En el vagón de superprimera especial con incrustaciones de nácar y plata Menesés viajaban además Azucena, esposa de Polilloff, y las dos hijas de ambos, Olguita y Katina. Estas roncaban plácidamente en el regazo de su madre y Sacha no pudo evitar un carcajada de felicidad al contemplarlas.

Porque han pasado cinco años desde los acontecimientos narrados en el capítulo anterior y en cinco años pueden suceder muchas cosas. Nicéforo Pistón, transformado en el vizconde Polilloff, había contraído matrimonio con su amada Azucena, del que habían nacido dos hermosas niñas. Tío Constancio se había comprado la Enciclopedia Espasa y todavía continuaba encerrado en su habitación leyendo sin parar. De Tania y Nicéforo Pistón (antes Sacha Polilloff) poco podemos decir. Desde la noche aciaga que se lanzaron por aquella ventana nadie había vuelto a saber de ellos, pero dejémonos de cosas tristes y continuemos nuestra historia.

―¡Azucena, Azucena! ―musitó Sacha Polilloff agitando suavemente a su esposa para que se despertase―. ¡Ya estamos en París!

―¡Aaah! ―suspiró Azucena desperezándose delicadamente―. ¡Soy tan dichosa que estos cinco días en tren me han resultado cortísimos!

Las dos niñas también se habían despertado y empezaron a pelearse por una cáscara de nuez que había en el suelo, pero su madre las calmó dándoles a cada una un gran pedazo de tortilla de patatas.

Siguiendo una gran curva, el tren entró en los andenes donde esperaba una gran masa de público y maleteros.

―¡Oooh! ―exclamó Azucena sacando la cabeza por la ventanilla―. ¡Cuánto se parece París a París!

―Cierto, querida ―dijo Sacha admirado de los pensamientos tan profundos de su esposa.

Una vez fuera del bullicio de la estación montaron en la tartana del Gran Hotel Metropolitano. Esta les condujo a través de una serie de rúes y bulevares. Súbitamente se detuvo y un portero negro de librea abrió la portezuela. Bajaron todos y las niñas se quedaron contemplando a un organillero que con un mono escuálido hacía las delicias de un grupo de pilletes.

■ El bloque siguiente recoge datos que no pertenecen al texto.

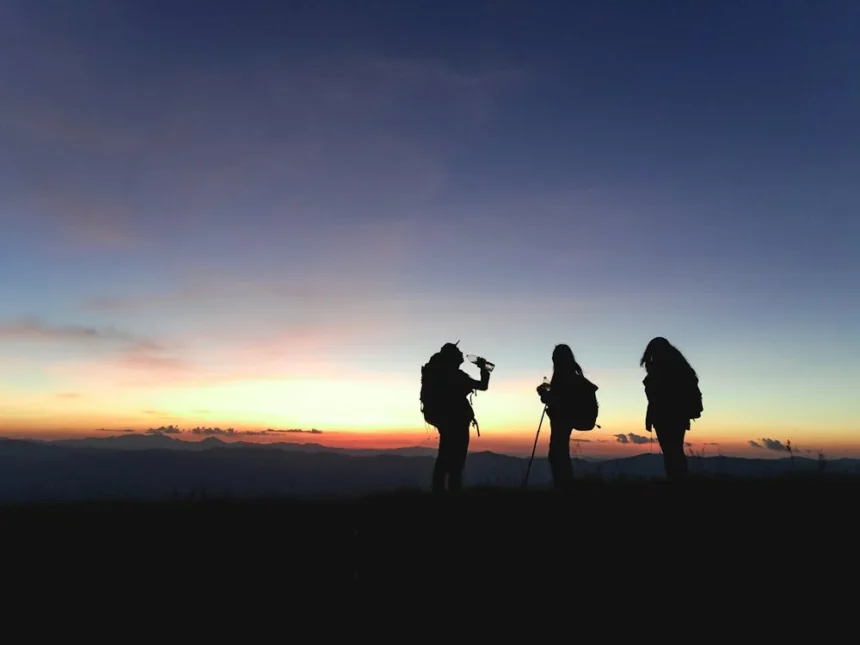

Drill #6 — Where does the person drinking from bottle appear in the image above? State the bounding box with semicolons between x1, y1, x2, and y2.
421;341;493;493
537;344;597;491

―¡Déjanos quedar aquí, mamá! ―aullaron las pequeñas al unísono.

―Está bien, nenas. Quedaos un momento y luego subid, que os tengo que dar la dosis de vitamina masiva contra el raquitismo.

Sacha Polilloff y su esposa entraron en el hotel seguidos por catorce maleteros y la atenta mirada de un rostro demacrado por la miseria que no perdió detalle de la escena.

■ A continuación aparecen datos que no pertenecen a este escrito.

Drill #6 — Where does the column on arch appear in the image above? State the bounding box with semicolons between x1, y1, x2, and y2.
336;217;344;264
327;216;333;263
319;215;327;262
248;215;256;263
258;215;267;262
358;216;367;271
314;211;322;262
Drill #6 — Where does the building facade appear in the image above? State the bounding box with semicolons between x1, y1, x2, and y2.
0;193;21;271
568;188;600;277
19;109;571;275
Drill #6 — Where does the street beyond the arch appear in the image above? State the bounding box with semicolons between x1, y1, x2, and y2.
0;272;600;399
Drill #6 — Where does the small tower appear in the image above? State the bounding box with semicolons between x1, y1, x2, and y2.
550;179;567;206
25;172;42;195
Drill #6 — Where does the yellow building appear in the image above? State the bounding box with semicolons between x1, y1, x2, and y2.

El organillero tenía un triste aspecto, sucio, sin afeitar y unos largos bigotes negrísimos que colgaban lacios de sus pálidas mejillas. Llevaba un roto chaquetón y unos pantalones deformados que sujetaba a la cintura con unas pinzas de tender la ropa. Mas a pesar de su indumentaria los gestos del organillero eran elegantes y finolis. Sin dejar de dar vueltas al manubrio del organillo, trató de sonreír a las niñas de Polilloff que se acercaban.


¿Quién es este extraño organillero? ¿Qué hace en París? El misterio y la intriga se extiende nuevamente sobre las inocentes vidas de Sacha Polilloff y su angelical familia.